Schaeuble, whose country holds the rotating presidency of the G20 this year, has even floated the possibility in an interview with Reuters that the issue of trade might be left out of the communique altogether to avoid a clash.
But other G20 countries said they wanted the statement to deal with trade.
NO DEVALUATIONS, EXCESS FX VOLATILITY HARMFUL
The latest G20 draft communique, which may still change and is to be published only on Saturday, reinstated the phrases used in past years in communiques on foreign exchange markets that were absent from the earliest version.
"We reiterate that excess volatility and disorderly movements in exchange rates can have adverse implications for economic and financial stability," the draft said.

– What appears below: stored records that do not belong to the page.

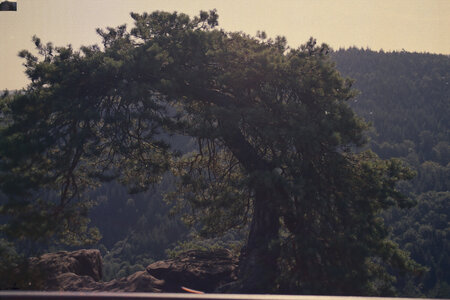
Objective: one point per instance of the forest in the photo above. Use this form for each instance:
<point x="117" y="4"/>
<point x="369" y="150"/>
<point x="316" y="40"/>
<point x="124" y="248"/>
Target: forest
<point x="176" y="135"/>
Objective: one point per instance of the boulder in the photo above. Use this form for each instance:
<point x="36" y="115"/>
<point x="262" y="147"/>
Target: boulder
<point x="81" y="262"/>
<point x="196" y="269"/>
<point x="82" y="271"/>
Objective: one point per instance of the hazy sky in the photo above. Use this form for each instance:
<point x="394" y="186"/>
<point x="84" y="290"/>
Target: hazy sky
<point x="412" y="25"/>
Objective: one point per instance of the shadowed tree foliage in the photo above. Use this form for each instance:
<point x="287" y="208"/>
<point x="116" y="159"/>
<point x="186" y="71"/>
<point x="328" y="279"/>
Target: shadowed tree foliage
<point x="275" y="148"/>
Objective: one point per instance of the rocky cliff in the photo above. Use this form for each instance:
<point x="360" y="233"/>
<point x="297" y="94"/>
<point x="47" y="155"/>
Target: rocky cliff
<point x="82" y="271"/>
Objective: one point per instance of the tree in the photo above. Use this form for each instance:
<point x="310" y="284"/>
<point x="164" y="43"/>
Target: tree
<point x="275" y="145"/>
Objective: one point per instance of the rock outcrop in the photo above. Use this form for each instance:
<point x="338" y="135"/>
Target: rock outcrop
<point x="82" y="271"/>
<point x="200" y="270"/>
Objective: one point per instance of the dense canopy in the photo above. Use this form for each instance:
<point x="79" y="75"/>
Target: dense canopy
<point x="278" y="149"/>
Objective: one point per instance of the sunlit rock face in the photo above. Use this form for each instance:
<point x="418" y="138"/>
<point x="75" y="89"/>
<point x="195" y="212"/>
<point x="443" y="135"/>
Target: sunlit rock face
<point x="82" y="271"/>
<point x="200" y="270"/>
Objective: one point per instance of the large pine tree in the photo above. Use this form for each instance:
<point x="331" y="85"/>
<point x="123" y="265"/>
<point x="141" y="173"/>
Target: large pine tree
<point x="275" y="148"/>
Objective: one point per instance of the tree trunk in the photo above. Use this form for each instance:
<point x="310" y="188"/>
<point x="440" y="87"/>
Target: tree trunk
<point x="258" y="263"/>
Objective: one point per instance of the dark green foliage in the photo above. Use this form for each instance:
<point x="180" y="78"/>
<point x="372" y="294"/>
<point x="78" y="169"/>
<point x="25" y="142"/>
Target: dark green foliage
<point x="406" y="96"/>
<point x="276" y="141"/>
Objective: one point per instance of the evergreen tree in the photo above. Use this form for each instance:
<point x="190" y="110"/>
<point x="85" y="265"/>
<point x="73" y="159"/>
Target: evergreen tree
<point x="275" y="139"/>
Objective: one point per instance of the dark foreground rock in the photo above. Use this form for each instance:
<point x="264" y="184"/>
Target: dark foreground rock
<point x="82" y="270"/>
<point x="200" y="270"/>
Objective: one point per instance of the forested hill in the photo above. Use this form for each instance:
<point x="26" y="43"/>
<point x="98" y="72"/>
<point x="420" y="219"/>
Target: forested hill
<point x="406" y="97"/>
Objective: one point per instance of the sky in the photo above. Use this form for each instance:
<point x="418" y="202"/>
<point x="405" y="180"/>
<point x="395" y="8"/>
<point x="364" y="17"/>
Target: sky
<point x="391" y="25"/>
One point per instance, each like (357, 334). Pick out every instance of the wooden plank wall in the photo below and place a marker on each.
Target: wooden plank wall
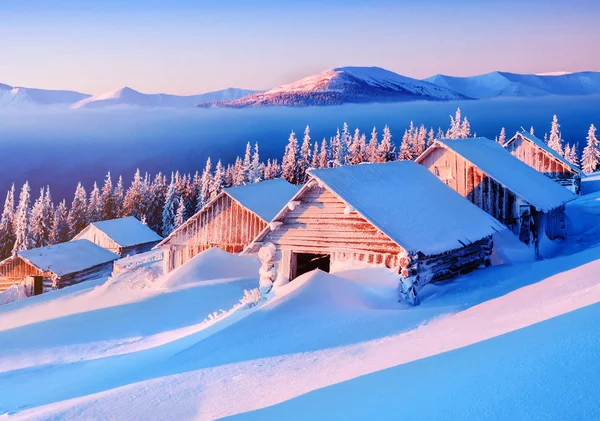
(319, 225)
(224, 224)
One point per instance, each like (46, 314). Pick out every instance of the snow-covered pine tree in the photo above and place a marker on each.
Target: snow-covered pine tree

"We will consult closely on exchange markets. We reaffirm our previous exchange rate commitments including that we will refrain from competitive devaluations and we will not target exchange rates for competitive purposes," it said.
It also said that monetary policy will keep supporting growth and price stability but cannot alone lead to balanced economic growth, repeating the G20 stance from last year.
European delegations will also argue against Trump's plans to roll back U.S. legislation, called the Dodd-Frank Act, introduced to prevent a financial crisis like that one in 2008.
"These financial regulations are of fundamental importance," French Finance Minister Michel Sapin told a French daily in an interview to be published on Saturday.
"Those who say that the situation now is much better and that one can therefore return to the arrangements of the past - which is sometimes advocated on the other side of the Atlantic - must be very careful," he said.
"The world is not immune to a new financial crisis, especially since everything has not been regulated, notably the famous shadow banking," he said.
But asked if he is afraid that the United States might roll back financial market regulation, Germany's Schaeuble said: "This concern is not big."